Anderson alone has lost more than 27,000 General Motors Corporation jobs of skilled laborers, engineers, and technical workers with a significant experience in a range of manufacturing technologies. One of the earliest centers of GM employment dating back to the turn of the century, not a single company plant remains in the city today.
Muncie lost Borg Warner Automotive and its 3,000 workers in 2006. Soon to follow was the loss of 2,500 jobs at New Venture Gear. These and other jobs losses caused the city’s employed workforce to shrink by over 17% in only a decade.
New Castle has suffered severe job losses from auto industry restructuring, losing over 4,000 jobs from closure of Chrysler facilities over the past two decades.
With these loss of jobs has come aging infrastructure and housing, high poverty and crime rates, and a loss of tax base for reinvestment.
Alone, these cities may only be able to chip away at these challenges, but together—spanning a region of nearly 300,000 people—they can pool resources, share ideas, and align goals to have a much greater impact.
Anderson, Muncie, and New Castle have each made strides to support investment to reposition the economy. However, these efforts have not always been well connected or focused on a longer-term vision. This Economic Vision and Manufacturing Strategic Plan is bringing these three cities together to advance a Key Goal: Collaborate to develop a regional economic vision and manufacturing strategy that leverages key assets.
Economic Vision and Manufacturing Strategic Plan Summary
This plan is focused on Five Project Objectives:
- Focus investment and effort on catalytic projects
- Position the Region for State and Federal investment
- Align individual efforts around a vision that helps fuel pride, energy, and return on investment
- Enhance Region building and collaboration for efficiency
- Reposition the Region in the future marketplace
In order to identify Strategic Investments in three focus areas
- Retool the education and workforce pathway system
- Improve “place” and housing
- Position in emerging growth economies
If successfully executed, this Strategic Plan should serve as a key milestone for a long-term regional collaboration.
Key outcomes from this process include:
Project Targets
- A clear focus on education and workforce: brings together a variety of partners committed to working together to retool the education and workforce pathway system through further strategic planning and focus on catalyst projects including the Flagship-Purdue Innovation Hub and Muncie Manufacturing Pathways Facility.
- Catalyst projects to reinvest in cities: identifies key projects in each of the three cities that offer the potential to spark additional reinvestment including investments in downtowns, neighborhoods, employment centers, infrastructure, and brownfield redevelopment sites.
- Innovation Ecosystem: offers a vision of a regional innovation ecosystem that leverages the region’s assets in engineering design, talent, and access to capital from the nearby Indy metro-area.
- Power transfer and electrification center of excellence: focuses on this economic cluster opportunity that positions the region in the global economy.
- Regional greenspace/water trail network: illustrates an opportunity to build the regional greenspace/water trail network system and uncovered excitement by regional stakeholders for further planning and fund recruitment.
Tools to Support Implementation
- Economic vision and strategic framework: articulates a vision and seven Strategic Directions for regional partners to focus collaborative and individual efforts on.
- Region building: brought together over 100 people from a diverse array of organizations who can support plan implementation.

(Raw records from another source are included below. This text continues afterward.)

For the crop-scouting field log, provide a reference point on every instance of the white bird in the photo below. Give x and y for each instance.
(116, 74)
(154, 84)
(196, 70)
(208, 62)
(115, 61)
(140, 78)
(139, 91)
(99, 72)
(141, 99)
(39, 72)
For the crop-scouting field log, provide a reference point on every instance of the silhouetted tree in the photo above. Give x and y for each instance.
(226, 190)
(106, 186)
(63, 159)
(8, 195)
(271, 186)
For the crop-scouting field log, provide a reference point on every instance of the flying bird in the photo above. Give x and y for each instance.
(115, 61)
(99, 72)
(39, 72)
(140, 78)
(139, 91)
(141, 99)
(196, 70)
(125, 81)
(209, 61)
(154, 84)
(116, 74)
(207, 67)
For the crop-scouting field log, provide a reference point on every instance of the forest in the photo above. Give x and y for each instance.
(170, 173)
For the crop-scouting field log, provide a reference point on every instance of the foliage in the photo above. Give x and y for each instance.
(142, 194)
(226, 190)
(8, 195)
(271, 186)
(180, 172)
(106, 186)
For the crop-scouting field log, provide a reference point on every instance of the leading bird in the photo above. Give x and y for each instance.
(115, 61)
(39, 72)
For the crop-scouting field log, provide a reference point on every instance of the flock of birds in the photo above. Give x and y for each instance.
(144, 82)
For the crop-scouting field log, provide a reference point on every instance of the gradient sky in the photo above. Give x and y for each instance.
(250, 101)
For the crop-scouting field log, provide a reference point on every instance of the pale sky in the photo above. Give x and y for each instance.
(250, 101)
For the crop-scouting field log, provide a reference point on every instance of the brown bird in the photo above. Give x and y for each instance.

- Implementation Approach-A Regional Council: identifies a public-private partnership approach to push implementation of the Plan and leverage resources and capacities to maximize impact.
- Funding targets: identifies programs from eleven federal agencies that the region should specifically target to fund elements of this Plan.
- Messaging: developed messaging and communications tools that project stakeholders can use to communicate about the plan and status of implementation activities.